34658 = 3 + 4 + 5 + 6 + 8 + 345 + 354 + 435 + 453 + 534 + 543 + 346 + 364 + 436 + 463 + 634 + 643 + 348 + 384 + 438 + 483 + 834 + 843 + 356 + 365 + 536 + 563 + 635 + 653 + 358 + 385 + 538 + 583 + 835 + 853 + 368 + 386 + 638 + 683 + 836 + 863 + 456 + 465 + 546 + 564 + 645 + 654 + 458 + 485 + 548 + 584 + 845 + 854 + 468 + 486 + 648 + 684 + 846 + 864 + 568 + 586 + 658 + 685 + 856 + 865

30659 and 38657 are similarly multi-minimal, using permutated samples of one and three of their digits.

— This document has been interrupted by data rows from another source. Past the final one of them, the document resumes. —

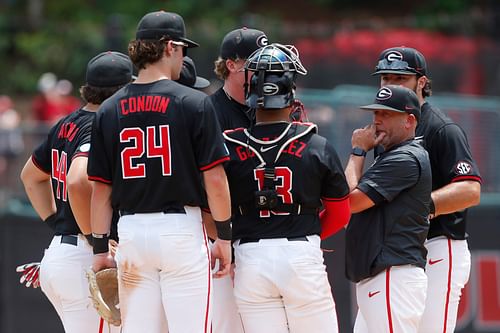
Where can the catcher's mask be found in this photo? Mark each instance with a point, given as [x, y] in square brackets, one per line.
[275, 68]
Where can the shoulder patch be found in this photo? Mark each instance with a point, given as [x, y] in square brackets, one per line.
[84, 148]
[463, 168]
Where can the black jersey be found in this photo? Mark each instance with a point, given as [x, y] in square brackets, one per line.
[393, 231]
[451, 161]
[68, 139]
[306, 170]
[230, 113]
[151, 142]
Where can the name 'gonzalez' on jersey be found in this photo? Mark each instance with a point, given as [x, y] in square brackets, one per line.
[151, 121]
[307, 170]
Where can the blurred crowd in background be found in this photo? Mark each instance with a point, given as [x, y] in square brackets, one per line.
[45, 45]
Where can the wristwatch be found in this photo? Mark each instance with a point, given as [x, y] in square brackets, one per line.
[357, 151]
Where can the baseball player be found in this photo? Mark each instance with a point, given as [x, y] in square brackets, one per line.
[385, 253]
[456, 186]
[280, 282]
[153, 143]
[55, 180]
[232, 112]
[229, 100]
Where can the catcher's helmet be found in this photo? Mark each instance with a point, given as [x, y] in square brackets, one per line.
[273, 85]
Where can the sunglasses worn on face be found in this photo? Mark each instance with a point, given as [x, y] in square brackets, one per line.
[183, 45]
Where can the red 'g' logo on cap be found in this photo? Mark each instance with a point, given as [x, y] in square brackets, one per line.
[262, 41]
[393, 56]
[384, 93]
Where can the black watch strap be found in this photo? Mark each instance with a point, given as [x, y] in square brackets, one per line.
[357, 151]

==Tests for Osiris numbers==

Testing for Osiris numbers is simplified when one notes that, for example, each digit of 132 occurs twice in the ones and tens position of the sums:

132 = 12 + 21 + 13 + 31 + 23 + 32 = 2x11 + 2x22 + 2x33 = 22 + 44 + 66

The test can be further simplified:

132 = 2 x (11 + 22 + 33) = 2 x (1 + 2 + 3) x 11 = 2 x 6 x 11

If only numbers with unique non-zero digits are considered, a three-digit number in base ten can have a digit-sum ranging from 6 = 1+2+3 to 24 = 7+8+9. If these potential digit-sums are used in the formula 2 x digit-sum x 11, the digit-sum of the result will determine whether or not the result is an Osiris number.

1. 2 x 6 x 11 = 132.
2. Digit-sum (132) = 1 + 2 + 3 = 6.
3. Therefore 132 is an Osiris number.

1. 2 x 7 x 11 = 154.
2. Digit-sum (154) = 1 + 5 + 4 = 10.
3. Therefore 154 is not an Osiris number.

In 35964, each digit occurs 12 times in the ones, tens and hundreds position of the sums:

35964 = 12x333 + 12x444 + 12x555 + 12x666 + 12x999 = 3996 + 5328 + 6660 + 7992 + 11988

35964 = 12 x (333 + 444 + 555 + 666 + 999) = 12 x (3 + 4 + 5 + 6 + 9) x 111 = 12 x 27 x 111

The test for further five-digit Osiris numbers of the same form (sampling three digits) will use potential digit-sums between 15 = 1+2+3+4+5 and 35 = 5+6+7+8+9. When this range of digit-sums is tested, only 35964 returns the same digit-sum as that used in the formula. These simplified tests considerably reduce the task of finding large Osiris numbers in a particular base. For example, to test by brute force whether permutated six-digit samples of n = 332,639,667,360 are equal to n would involve summing 665,280 numbers, where 665,280 = 12 x 11 x 10 x 9 x 8 x 7 = 12! / 6!. However, because each digit of n occurs 55440 times in each of the six possible positions in the samples, the test is reduced to this:

1. digit-sum (332,639,667,360) = 3+3+2+6+3+9+6+6+7+3+6+0 = 54
2. 55440 x 54 x 111,111 = 332,639,667,360
3. Therefore 332,639,667,360 is an Osiris number.